# Types of Bands



## Scrambler84 (Dec 8, 2011)

I had some suggest to me to use old tires for bands from my Bicycle has anyone ever done this as far as experimenting.
Cutting them into strips also tapering them. Your Thoughts are welcome and Ideas have you done this ??


----------



## harpersgrace (Jan 28, 2010)

You wont be happy, they used to do it back in the day when inner tubes were gum rubber, they aren't the same animal anymore...I've never heard of one person that was happy with the results


----------



## Scrambler84 (Dec 8, 2011)

Thanks for the info . Guess I will order bands or raw rubber to make n my own . 
Any suggestions on best place to find supplies tube or flat band stuff .. 
Scrambler 84


----------



## crapshot (May 3, 2011)

get in contact with bill herriman he sells latex band sets look on slingshot supplies under the vender forum and flat band miller sells gom linatex and latex and bunny buster tom nelson


----------



## Flatband (Dec 18, 2009)

Hi Scrambler,
you have a few choices as far as band set-ups go, myself and Bill Herriman ( a fellow Texan of yours) sell flat band sets,tubes you can get through Trumark ( the RRT's are a favorite, and cube ( square rubber) can be had through Hoganscastings.
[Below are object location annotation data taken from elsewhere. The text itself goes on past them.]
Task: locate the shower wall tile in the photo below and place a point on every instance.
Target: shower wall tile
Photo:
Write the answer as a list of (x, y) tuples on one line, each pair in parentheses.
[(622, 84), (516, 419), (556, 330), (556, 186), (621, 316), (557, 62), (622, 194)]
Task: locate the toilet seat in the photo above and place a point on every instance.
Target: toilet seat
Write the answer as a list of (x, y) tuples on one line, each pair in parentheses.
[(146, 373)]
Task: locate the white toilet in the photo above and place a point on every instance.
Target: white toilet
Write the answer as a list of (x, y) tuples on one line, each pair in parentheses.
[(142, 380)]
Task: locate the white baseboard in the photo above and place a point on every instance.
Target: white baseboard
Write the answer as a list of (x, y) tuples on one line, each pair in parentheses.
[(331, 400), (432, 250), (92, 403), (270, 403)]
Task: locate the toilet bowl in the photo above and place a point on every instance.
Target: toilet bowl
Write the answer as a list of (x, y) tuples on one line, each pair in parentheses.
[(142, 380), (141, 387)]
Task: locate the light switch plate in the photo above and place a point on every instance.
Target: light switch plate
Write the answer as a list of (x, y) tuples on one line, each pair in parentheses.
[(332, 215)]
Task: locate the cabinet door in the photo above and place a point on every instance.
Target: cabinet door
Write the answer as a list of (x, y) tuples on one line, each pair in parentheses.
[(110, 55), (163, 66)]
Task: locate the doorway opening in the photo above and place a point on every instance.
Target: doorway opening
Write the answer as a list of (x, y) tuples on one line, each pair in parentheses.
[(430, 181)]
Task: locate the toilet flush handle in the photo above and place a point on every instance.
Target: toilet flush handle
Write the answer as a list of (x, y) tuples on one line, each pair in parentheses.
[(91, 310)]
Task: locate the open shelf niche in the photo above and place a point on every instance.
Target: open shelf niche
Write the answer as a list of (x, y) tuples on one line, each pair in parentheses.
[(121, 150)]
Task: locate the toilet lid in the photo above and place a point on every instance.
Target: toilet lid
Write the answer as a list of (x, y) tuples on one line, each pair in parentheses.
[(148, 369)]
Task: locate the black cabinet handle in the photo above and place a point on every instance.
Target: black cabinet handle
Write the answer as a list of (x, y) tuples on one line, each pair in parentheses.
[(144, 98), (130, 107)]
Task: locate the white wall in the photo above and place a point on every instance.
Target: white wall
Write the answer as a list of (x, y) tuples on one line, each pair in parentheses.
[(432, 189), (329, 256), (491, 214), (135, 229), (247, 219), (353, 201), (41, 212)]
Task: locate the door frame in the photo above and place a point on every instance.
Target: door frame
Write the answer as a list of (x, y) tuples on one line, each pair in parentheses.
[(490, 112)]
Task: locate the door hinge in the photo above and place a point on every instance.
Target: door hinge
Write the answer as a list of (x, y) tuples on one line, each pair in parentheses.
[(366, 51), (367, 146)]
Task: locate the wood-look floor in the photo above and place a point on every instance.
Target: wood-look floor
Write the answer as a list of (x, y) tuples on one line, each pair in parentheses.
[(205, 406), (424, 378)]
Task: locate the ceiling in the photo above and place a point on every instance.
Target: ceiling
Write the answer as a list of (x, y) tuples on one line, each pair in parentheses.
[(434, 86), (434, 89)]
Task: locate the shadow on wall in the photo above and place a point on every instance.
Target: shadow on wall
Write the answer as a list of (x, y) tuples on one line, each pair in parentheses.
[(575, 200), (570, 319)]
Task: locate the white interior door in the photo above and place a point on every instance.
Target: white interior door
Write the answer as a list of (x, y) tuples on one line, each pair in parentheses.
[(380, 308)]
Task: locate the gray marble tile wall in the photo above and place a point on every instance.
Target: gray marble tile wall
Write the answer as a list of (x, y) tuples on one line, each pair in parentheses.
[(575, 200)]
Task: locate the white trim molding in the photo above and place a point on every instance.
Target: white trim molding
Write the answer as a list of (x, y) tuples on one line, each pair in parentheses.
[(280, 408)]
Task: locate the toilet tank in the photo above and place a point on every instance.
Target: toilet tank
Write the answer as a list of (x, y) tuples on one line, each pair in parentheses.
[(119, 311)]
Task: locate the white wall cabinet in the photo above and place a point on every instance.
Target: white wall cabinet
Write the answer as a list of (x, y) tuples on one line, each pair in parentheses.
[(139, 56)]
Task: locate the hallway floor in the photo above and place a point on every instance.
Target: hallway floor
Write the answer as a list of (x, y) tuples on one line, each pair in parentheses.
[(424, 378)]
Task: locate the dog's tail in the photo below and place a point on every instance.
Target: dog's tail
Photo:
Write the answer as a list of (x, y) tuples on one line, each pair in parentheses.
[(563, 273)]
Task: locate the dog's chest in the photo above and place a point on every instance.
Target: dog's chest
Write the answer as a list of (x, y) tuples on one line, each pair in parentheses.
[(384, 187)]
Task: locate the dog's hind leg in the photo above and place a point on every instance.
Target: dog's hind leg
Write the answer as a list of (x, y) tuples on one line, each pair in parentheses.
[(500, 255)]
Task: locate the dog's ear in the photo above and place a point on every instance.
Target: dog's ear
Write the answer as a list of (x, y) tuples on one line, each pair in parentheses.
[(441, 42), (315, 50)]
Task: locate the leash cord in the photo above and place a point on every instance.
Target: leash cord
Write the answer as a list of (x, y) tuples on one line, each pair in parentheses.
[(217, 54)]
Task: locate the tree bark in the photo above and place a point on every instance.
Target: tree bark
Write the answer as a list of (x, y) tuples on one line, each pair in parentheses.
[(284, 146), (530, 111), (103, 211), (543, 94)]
Hope it helps! Flatband


----------



## Scrambler84 (Dec 8, 2011)

Thanks for info on bands . Also will post photos of slingshots and progress 
The wheels in my head turning would say marbles but who wants to waste good ammo 
LOL . Be in touch later Scrambler 84


----------



## Tex-Shooter (Dec 17, 2009)

Thanks guys! -- Tex


----------